Начну я с рассказа о том, какую роль сыграли технические устройства в развитии моей практики. С самого начала моего знакомства с семейной терапией мне очень импонировала в ней традиция записывания терапевтических бесед, пересматривания этих записей и последующей рефлексии. Я и сейчас, по прошествии многих лет, считаю эту традицию очень полезной.
В семидесятые годы я начал записывать некоторые свои беседы с людьми, обращавшимися за помощью, на аудио-, а потом на видеокассеты. Среди прочего, эта технология дала мне возможность ощутить преимущества ретроспективного анализа: я смог дистанцироваться от непосредственного опыта и увидеть и услышать то, что в любом другом случае было бы недоступно для меня (однако необходимо признать, что вместе с тем я испытывал изрядную неловкость). На протяжении своей работы я систематически обращаюсь к этой практике и всегда предвкушаю возможность переслушать или пересмотреть записи своих бесед с людьми, обращающимися за помощью, и чему-то научиться на собственных ошибках и упущениях.
Именно в ходе переслушивания и пересматривания записей я смог занять рефлексивную, отстраненную позицию, выйти из потока переживаний внутри терапевтических бесед, услышать и увидеть то, что иначе я не смог бы заметить. Несомненно, это создало возможности для возникновения поворотных моментов в моей работе.
Каковы эти поворотные моменты? В первую очередь, именно пересматривая записи, я стал отчетливее представлять, в каких направлениях может двинуться терапевтическая беседа, и как это может происходить. Непосредственно в ходе работы я этого не видел. Возвращаясь к беседам с конкретными людьми, неоднократно прослушивая их, я ощущал, что мой интерес к ним возрастает, я стал замечать тонкие, не замечаемые ранее следы их жизненных историй.
Это вдохновило меня развивать нарративные практики в сторону большей панорамности восприятия, создания возможностей для восприятия жизни в более широком контексте и обнаружения новых направлений движения.
Слушая и пересматривая записи, я возвращаюсь в позицию ученика. Мое ученичество никогда не заканчивается: я принимаю, признаю и ценю тот факт, что всегда останутся какие-то не учтенные, не замеченные мной возможности.
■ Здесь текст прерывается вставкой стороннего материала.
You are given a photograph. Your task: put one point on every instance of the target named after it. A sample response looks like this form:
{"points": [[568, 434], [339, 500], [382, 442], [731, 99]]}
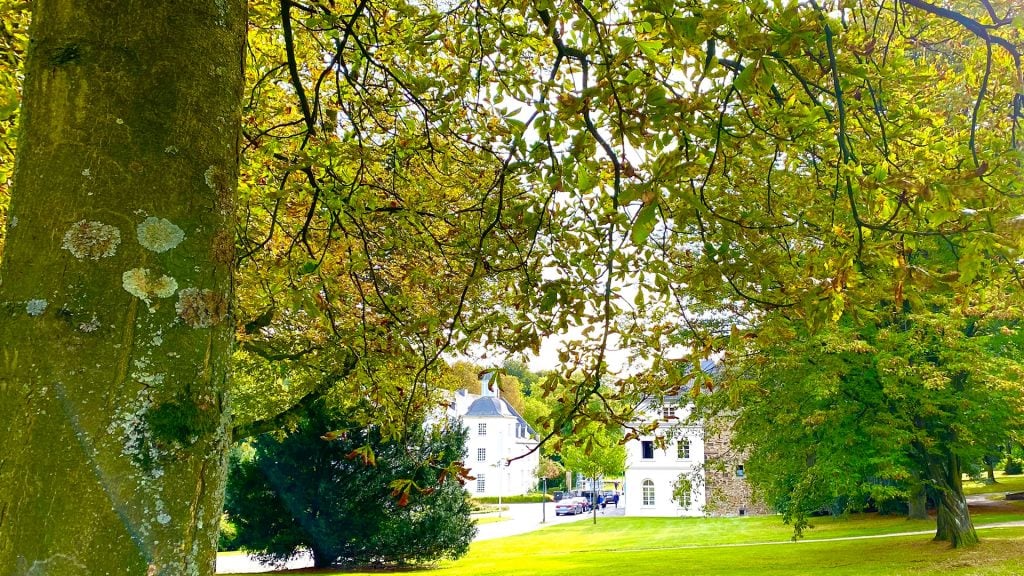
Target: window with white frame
{"points": [[648, 493], [647, 449], [683, 449], [685, 500]]}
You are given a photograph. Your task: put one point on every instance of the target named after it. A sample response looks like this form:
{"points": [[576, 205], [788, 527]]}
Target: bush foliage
{"points": [[340, 500]]}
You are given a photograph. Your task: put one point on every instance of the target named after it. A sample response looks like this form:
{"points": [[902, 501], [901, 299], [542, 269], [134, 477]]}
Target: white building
{"points": [[497, 434], [653, 465]]}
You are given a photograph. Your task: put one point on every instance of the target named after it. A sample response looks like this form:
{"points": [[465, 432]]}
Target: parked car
{"points": [[568, 505]]}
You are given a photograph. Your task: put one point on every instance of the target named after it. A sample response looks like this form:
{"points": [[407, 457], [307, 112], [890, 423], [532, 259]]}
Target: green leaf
{"points": [[650, 48], [644, 224], [585, 179], [745, 78], [634, 76]]}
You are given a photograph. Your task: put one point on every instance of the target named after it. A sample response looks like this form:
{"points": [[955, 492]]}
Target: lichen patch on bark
{"points": [[36, 306], [201, 309], [91, 240], [159, 235], [142, 284]]}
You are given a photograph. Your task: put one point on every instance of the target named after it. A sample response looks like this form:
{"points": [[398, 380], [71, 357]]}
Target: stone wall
{"points": [[728, 491]]}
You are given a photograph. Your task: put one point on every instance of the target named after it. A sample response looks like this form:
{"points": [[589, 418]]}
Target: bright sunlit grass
{"points": [[760, 545], [1004, 483]]}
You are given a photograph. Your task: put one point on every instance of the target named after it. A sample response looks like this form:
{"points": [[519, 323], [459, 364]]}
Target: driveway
{"points": [[526, 518], [520, 519]]}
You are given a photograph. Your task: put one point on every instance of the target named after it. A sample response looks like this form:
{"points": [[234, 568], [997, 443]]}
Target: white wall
{"points": [[663, 470], [500, 445]]}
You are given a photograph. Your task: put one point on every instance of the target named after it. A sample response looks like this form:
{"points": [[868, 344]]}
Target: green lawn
{"points": [[1004, 483], [631, 546]]}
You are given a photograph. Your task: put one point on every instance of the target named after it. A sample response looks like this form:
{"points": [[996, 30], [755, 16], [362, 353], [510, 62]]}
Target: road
{"points": [[519, 519]]}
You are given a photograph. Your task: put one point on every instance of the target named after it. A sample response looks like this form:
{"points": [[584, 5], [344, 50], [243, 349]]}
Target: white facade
{"points": [[496, 435], [651, 471]]}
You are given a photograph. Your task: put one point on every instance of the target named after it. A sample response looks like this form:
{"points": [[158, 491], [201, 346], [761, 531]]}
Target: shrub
{"points": [[1014, 466], [300, 491], [227, 538]]}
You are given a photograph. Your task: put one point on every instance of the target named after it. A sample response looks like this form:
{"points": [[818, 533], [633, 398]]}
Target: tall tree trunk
{"points": [[114, 289], [918, 502], [953, 522]]}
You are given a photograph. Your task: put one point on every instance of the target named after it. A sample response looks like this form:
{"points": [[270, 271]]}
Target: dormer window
{"points": [[647, 449], [683, 449]]}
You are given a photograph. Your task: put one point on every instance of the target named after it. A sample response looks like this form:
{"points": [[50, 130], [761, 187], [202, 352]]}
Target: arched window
{"points": [[683, 449], [648, 493], [685, 499]]}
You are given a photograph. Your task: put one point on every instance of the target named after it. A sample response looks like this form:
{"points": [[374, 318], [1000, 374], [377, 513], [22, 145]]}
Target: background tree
{"points": [[350, 496], [594, 451], [871, 411]]}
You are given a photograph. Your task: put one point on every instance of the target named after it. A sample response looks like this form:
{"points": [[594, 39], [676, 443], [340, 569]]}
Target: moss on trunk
{"points": [[114, 289], [953, 523]]}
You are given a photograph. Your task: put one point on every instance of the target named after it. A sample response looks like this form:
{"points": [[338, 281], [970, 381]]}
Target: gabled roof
{"points": [[488, 406]]}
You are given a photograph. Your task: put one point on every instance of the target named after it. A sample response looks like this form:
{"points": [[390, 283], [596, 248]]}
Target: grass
{"points": [[491, 520], [1004, 483], [645, 546]]}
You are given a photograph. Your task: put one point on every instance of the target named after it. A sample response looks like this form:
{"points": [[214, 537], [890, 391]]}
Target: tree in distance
{"points": [[350, 496]]}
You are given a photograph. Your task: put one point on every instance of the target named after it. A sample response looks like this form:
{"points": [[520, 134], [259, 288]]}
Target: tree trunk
{"points": [[918, 502], [953, 521], [323, 559], [114, 289]]}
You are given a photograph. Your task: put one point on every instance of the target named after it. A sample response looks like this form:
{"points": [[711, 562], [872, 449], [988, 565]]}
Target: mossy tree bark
{"points": [[114, 289], [918, 501], [953, 519]]}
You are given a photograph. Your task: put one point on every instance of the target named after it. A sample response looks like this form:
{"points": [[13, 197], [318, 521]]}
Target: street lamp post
{"points": [[544, 502]]}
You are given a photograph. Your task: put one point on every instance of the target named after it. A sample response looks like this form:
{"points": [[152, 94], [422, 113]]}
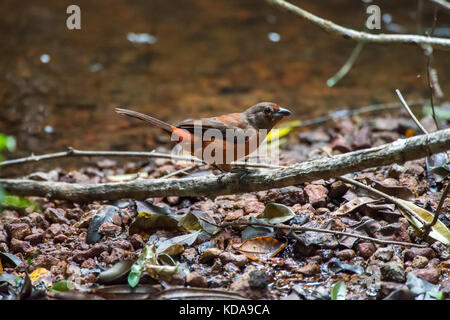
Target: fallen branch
{"points": [[383, 195], [331, 27], [427, 227], [411, 114], [300, 228], [397, 152], [347, 66], [442, 3], [71, 152]]}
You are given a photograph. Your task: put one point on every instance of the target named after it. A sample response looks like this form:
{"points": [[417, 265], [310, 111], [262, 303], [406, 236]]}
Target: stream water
{"points": [[189, 58]]}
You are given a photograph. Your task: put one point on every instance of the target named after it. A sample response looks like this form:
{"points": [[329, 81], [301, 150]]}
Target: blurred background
{"points": [[191, 58]]}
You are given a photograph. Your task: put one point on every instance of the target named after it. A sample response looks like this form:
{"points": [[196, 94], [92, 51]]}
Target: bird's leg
{"points": [[223, 172]]}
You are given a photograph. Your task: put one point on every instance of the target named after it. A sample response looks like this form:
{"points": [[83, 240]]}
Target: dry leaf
{"points": [[352, 205], [261, 248]]}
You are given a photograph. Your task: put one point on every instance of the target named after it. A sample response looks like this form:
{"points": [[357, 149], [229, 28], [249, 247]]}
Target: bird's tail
{"points": [[153, 121]]}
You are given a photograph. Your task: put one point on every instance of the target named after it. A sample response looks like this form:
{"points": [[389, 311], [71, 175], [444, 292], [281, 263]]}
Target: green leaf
{"points": [[442, 112], [339, 291], [438, 232], [63, 285], [134, 278], [437, 295], [7, 142], [276, 213], [17, 202]]}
Это означает, что я никогда не смогу полностью удовлетвориться тем, как я провел ту или иную консультацию и что я в ней сделал. И меня это вдохновляет, потому что побуждает продолжать развивать те умения, которые помогают выбираться из тупиков терапевтической беседы (а мы периодически туда попадаем) и находить пути к обогащению жизненных историй, насыщению их.
Именно переслушивая и пересматривая эти записи, я начал осознавать, что, пытаясь справиться с тяжелыми ситуациями, люди проявляют массу различных инициатив. Одно дело – просто признать, что люди не являются пассивными наблюдателями, принимающими как должное то, что происходит в их жизни, но совсем другое дело – помочь им увидеть их внутренние намерения, инициативы и создать благоприятные условия для их реализации. Одно дело – знать, что патологизирующие, необогащенные описания являются результатом влияния социума, и совсем другое дело – уметь выявить интенции самого человека, которые могут быть совершенно неявными, но ведущими к более позитивным заключениям о себе и возможностям для действий. Именно внутренние интенции открывают людям точки входа в развитие насыщенных историй.
Переслушивая и пересматривая записи терапевтических бесед, я начал лучше осознавать эти возможности. Они крайне важны для меня в обстоятельствах, где есть риск, что я могу заранее создать себе негативное представление о человеке: например, если я работаю с мужчиной, которого направили ко мне из тюремной системы потому, что он совершал насилие, и этот человек, как мне поначалу кажется, является приверженцем идеи, что насилие – это единственно возможный способ жизни.
Отчасти именно пересматривание записей привело меня к выводу, что достаточно хорошая жизнь – это такая, в которой заглохли 97 % инициатив человека, проблемно насыщенная – та, в которой потерялись 98 %; и терапевтическая практика успешна, если она способствует выживанию хотя бы одного процента инициатив.
Пересматривая и переслушивая записи бесед, я стал отчетливее представлять себе, как проявляются в терапии властные отношения, и это имело для меня огромное значение. В числе прочего я смог выявить и дать название такому феномену, как нечестность в терапии.